Phoenix Witt: If we were paying enough for education, we wouldn't have to pay that money.
Steve Ahlquist: Right? What are your thoughts on education? Where can we improve?
Phoenix Witt: The way the funding of our education system is working right now is ridiculous. The United Nations put the right to an education in their Universal Declaration of Human Rights. Everybody recognizes that to have a functioning democracy and participate in the economy, you have to be able to know enough to keep up with modern life. Making sure education is part of our healthy democracy, that nobody gets left behind, and that education is a right is important.
In terms of how to make sure that students get the funding they need, a full-scale restructuring of our funding algorithm is needed - that allows us to put money towards the people who need it and make sure that schools are spending that money in ways that are not just going to contractor buddies but to teachers, for school supplies for teachers, and making sure that teachers have the technology to keep up with the new jobs they're going to be using in the rapidly changing technological world.
Another thing is moving from a property tax system to a land value tax system that doesn't tax the renters and incentivizes the development of land. We can also do that in a more progressive way that will allow us to get a lot more funding for our schools.
Steve Ahlquist: Where do you think of yourself religiously?
Phoenix Witt: I call myself a Christian.
Steve Ahlquist: Any particular denomination?
Phoenix Witt: I'm a Protestant. People use the word Christian in a lot of different ways, a lot of which don't apply to me. When it comes to ethics, I think that it's important to love thy neighbor, to give to the poor, and to do as much good as you can. The Sermon on Mount gives us a lot of context as to what it means to be a Christian. In the Sermon on the Mount, Jesus is very specific about what we should do and vet what a person is. “You will know them by their fruits. Good trees will bear good fruits and bad trees will bear bad fruits.” It's what fruits you bring to society that are most important.
Steve Ahlquist: I consider myself an atheist, probably because I grew up Catholic, but I am still moved by all the things you just said about Christ and the things he said. It's still an integral part of the way I think. As a kid who grew up reading Marvel Comics, I think of Jesus as this superhero - I can't see a big difference between Spider-Man and Jesus.
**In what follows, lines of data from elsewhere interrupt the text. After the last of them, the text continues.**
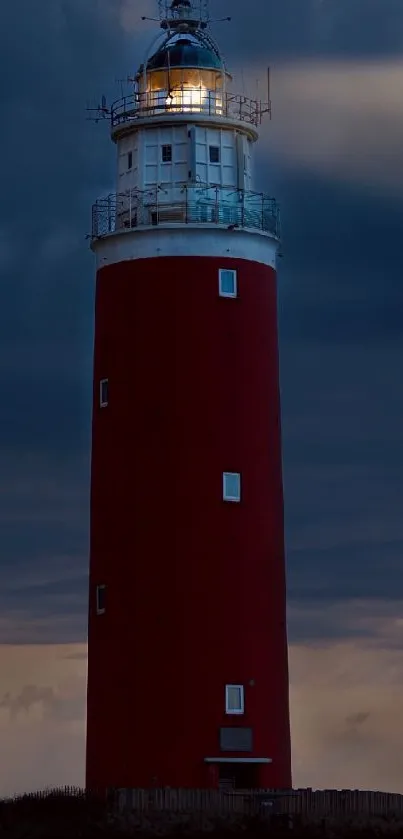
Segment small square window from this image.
[225,685,244,714]
[97,586,106,615]
[223,472,241,501]
[219,268,237,297]
[99,379,109,408]
[161,146,172,163]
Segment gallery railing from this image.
[110,88,271,128]
[92,186,280,240]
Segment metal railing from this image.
[92,185,280,240]
[111,88,271,128]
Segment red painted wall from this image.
[87,257,291,787]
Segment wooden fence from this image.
[114,788,403,819]
[4,787,403,822]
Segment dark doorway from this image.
[219,763,259,789]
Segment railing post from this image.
[108,195,112,233]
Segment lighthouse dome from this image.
[147,36,222,70]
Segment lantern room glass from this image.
[139,67,224,115]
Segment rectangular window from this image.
[220,726,253,752]
[223,472,241,501]
[97,586,106,615]
[225,685,244,714]
[161,146,172,163]
[218,268,237,297]
[99,379,109,408]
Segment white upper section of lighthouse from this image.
[93,0,279,249]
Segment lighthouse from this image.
[86,0,291,789]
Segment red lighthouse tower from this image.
[87,0,291,788]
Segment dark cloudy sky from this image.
[0,0,403,794]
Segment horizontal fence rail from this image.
[92,186,280,239]
[111,87,271,128]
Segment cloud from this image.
[264,60,403,200]
[290,640,403,793]
[0,632,403,796]
[0,644,86,796]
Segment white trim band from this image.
[91,224,279,271]
[204,757,273,763]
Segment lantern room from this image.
[136,0,231,115]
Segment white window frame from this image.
[222,472,241,504]
[225,685,245,716]
[218,268,238,298]
[161,143,174,164]
[208,143,221,166]
[99,379,109,408]
[95,584,106,615]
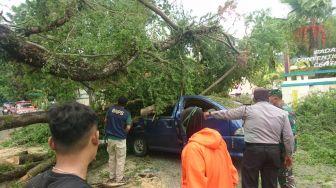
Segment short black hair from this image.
[118,97,128,106]
[48,102,98,152]
[181,107,205,140]
[253,87,269,102]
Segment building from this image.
[281,69,336,107]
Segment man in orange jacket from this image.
[181,107,238,188]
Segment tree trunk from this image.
[200,64,238,95]
[0,162,38,183]
[0,153,47,165]
[0,111,48,131]
[19,157,55,183]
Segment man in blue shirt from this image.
[105,97,132,184]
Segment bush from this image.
[1,124,50,147]
[296,90,336,165]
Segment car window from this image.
[184,99,220,112]
[160,105,175,117]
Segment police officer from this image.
[269,89,297,188]
[105,97,132,184]
[204,88,294,188]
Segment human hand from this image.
[203,112,210,120]
[284,155,293,169]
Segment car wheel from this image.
[133,137,147,157]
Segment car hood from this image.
[188,128,224,149]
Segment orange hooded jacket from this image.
[182,128,238,188]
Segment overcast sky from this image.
[0,0,336,38]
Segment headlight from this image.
[234,128,244,136]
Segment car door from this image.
[147,116,181,152]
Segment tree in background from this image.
[281,0,333,56]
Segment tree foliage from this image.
[0,0,248,111]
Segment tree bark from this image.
[0,111,48,131]
[0,153,47,165]
[0,24,125,81]
[19,157,56,183]
[0,162,39,183]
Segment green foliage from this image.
[297,90,336,165]
[208,95,240,108]
[0,164,15,174]
[240,11,295,87]
[1,124,50,147]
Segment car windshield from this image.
[16,104,33,108]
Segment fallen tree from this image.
[0,162,39,183]
[0,0,244,130]
[19,157,56,183]
[0,111,48,131]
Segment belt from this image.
[245,142,279,146]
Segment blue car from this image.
[127,96,245,158]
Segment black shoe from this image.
[117,176,129,184]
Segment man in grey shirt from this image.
[204,88,294,188]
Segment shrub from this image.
[296,90,336,165]
[1,124,50,147]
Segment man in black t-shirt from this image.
[25,102,99,188]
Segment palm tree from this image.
[281,0,333,55]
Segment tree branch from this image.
[0,24,124,81]
[0,10,12,24]
[154,26,220,50]
[126,53,139,67]
[19,7,75,37]
[144,51,169,63]
[0,111,48,131]
[138,0,180,30]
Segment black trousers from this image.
[242,143,281,188]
Why should people vote for you?
Phoenix Witt: A vote for me is a vote for control over your lives. Brendon Voas represents corporate power. For Brandon, it's easy to sit with his family that's been in politics for three generations, to have his job at Volkswagen, and to live comfortably no matter what happens. For me, I work as a barista at a Starbucks. I have three roommates, and my future is in the same bag as the average person. If you want somebody willing to fight to make the world a better place and protect what we have, I'm the one who's willing to do it.
Steve Ahlquist: As I was driving here I noticed a lot of Brandon Voas signs, but I didn't see any signs for you. Are you putting up signs?
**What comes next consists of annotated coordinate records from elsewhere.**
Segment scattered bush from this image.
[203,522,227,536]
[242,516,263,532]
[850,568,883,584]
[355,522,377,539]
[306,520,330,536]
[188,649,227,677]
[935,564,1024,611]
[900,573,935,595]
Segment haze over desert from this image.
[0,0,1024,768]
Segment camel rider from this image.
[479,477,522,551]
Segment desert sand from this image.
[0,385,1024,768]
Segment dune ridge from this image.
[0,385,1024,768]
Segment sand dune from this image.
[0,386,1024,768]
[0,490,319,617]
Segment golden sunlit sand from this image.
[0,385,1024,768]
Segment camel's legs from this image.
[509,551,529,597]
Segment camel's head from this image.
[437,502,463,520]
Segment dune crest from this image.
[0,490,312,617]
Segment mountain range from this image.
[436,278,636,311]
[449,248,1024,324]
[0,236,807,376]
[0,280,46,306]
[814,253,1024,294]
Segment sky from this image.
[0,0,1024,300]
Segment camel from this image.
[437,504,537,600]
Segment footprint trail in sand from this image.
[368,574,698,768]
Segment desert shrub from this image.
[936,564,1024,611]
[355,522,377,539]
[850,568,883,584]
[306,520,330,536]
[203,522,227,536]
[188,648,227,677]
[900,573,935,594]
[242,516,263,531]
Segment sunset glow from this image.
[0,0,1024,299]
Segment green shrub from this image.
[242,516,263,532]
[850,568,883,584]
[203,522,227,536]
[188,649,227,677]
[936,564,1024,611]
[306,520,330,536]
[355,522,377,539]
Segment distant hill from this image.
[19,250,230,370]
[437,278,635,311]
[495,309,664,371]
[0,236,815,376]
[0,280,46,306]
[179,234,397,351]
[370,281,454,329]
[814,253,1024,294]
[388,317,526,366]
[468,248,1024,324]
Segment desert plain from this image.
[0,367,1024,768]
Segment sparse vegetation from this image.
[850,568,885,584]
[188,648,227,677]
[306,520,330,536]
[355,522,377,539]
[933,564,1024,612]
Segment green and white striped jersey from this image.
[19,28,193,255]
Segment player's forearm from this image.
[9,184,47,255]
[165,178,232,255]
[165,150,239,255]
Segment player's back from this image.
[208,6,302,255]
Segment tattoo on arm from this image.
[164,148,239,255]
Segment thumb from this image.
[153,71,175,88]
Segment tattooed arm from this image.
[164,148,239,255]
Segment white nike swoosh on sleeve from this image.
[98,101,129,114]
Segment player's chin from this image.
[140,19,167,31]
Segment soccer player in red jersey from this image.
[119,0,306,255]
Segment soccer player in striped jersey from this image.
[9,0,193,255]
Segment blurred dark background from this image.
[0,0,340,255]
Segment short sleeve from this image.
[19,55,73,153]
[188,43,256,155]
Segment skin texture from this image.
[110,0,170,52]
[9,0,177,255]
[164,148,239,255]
Phoenix Witt: We have money for signs. This is my first campaign. During my canvassing, I just wasn't asking about signs. But also, I'm pretty sure, given the people I've talked to with signs, a lot of those are from commitments he got two years ago so I don't know how much I trust all those signs.
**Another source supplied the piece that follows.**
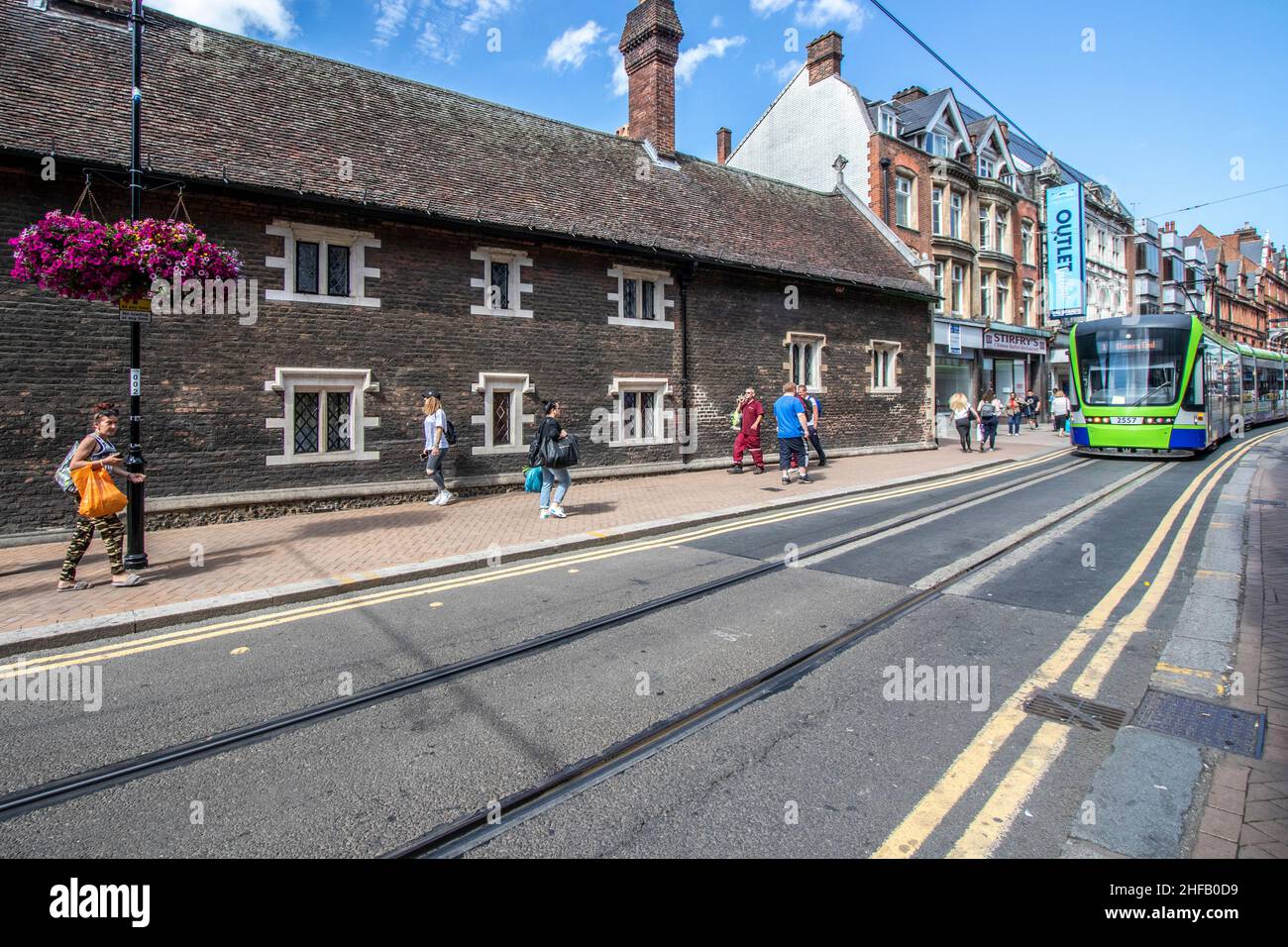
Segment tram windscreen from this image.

Steve Ahlquist: I hope whatever happens, you stay in this because you have a needed perspective.
Phoenix Witt: There's a lot we can do here. This is a winnable race. No matter what, the fight has to keep happening. As long as we continue to put the work together and keep getting more grassroots support, we should be able to make sure we have representatives who serve us.
Steve Ahlquist: This was a fantastic discussion. Thank you for being so open.
Phoenix Witt: Thank you for having this conversation.